Aun cuando es reconocido como un plato económico y agradable, y puede formar parte de la seguridad alimentaria que el país necesita en base a su agrobiodiversidad nativa, su consumo y su producción van decreciendo mientras se incrementan los cultivos para la exportación. Ocucaje es un claro ejemplo de esa realidad. En este distrito rural, donde nace la denominación de origen del pallar de Ica, los agricultores ven como sus tierras devienen en improductivas y deben ser abandonadas por la carencia de agua, mientras prospera la producción de exportación de espárragos y uvas, haciendo uso de la licencia de 23 pozos de agua otorgada en tiempo récord. Esto  como ha denunciado Ojo Público se hace aprovechando dudosas normas que permiten la extracción de agua en plena declaratoria de emergencia hídrica en Ica. Empresas conocidas como Agrícola la Venta y Agrokasa (cuyo propietario es dirigente del fujimorismo y director del BCR), pareciera que aprovechan su poder político y económico para facilitar excepciones legales mientras la producción orientada a la alimentación decae.

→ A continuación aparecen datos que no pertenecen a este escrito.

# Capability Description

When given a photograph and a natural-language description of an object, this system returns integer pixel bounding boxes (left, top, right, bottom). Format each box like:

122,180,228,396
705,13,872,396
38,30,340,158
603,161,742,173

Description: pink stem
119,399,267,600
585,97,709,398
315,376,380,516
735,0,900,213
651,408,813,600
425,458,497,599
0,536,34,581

No hay rechazo a la agroexportación como una importante actividad económica, pero no debiera afectarse la seguridad alimentaria nacional, ni la sobrevivencia de los pequeños productores rurales que contribuyen con mas del 60% de los alimentos que consumimos los peruanas y peruanos cotidianamente. Menos realizando un inadecuado uso del agua, recurso al cual debieran tener acceso equitativamente los diversos sectores del agro, en un escenario nada transparente beneficiándose de ciertas normas generadas con nombre propio sin considerar no solo el bienestar de los productores locales sino la capacidad productiva de ecosistemas que progresivamente sufren una crisis hídrica.

El pallar y el buen uso del agua no solo son expresiones culturales del pasado de las cuales debemos enorgullecernos. Es una oportunidad de aprendizaje para continuar en el presente como parte de propuestas de desarrollo territorial que prioricen la seguridad alimentaria de las poblaciones y la protección de los ecosistemas. Tienen la palabra el Gobierno Regional de Ica, los Municipios iqueños, la Autoridad Nacional del Agua, las organizaciones rurales y de la sociedad civil en general, frente a esta preocupante realidad.

 

[1]                     El pallar contiene almidones (un 60%) proporciona energía. Es bajo en grasas y posee minerales (calcio, fósforo, hierro, manganeso, zinc) y aminoácidos esenciales.  Bajo en sodio y alto en potasio, con mucho contenido proteico.

[2]                     Cabe señalar que el pallar posee una enzima hidrolizante, que genera glucosa, acetona y ácido cianhídrico, este último tóxico y volátil. Es muy dañino en altas dosis pero pierde  su efecto al ser hervido en recipientes abiertos dado  su solubilidad en el agua.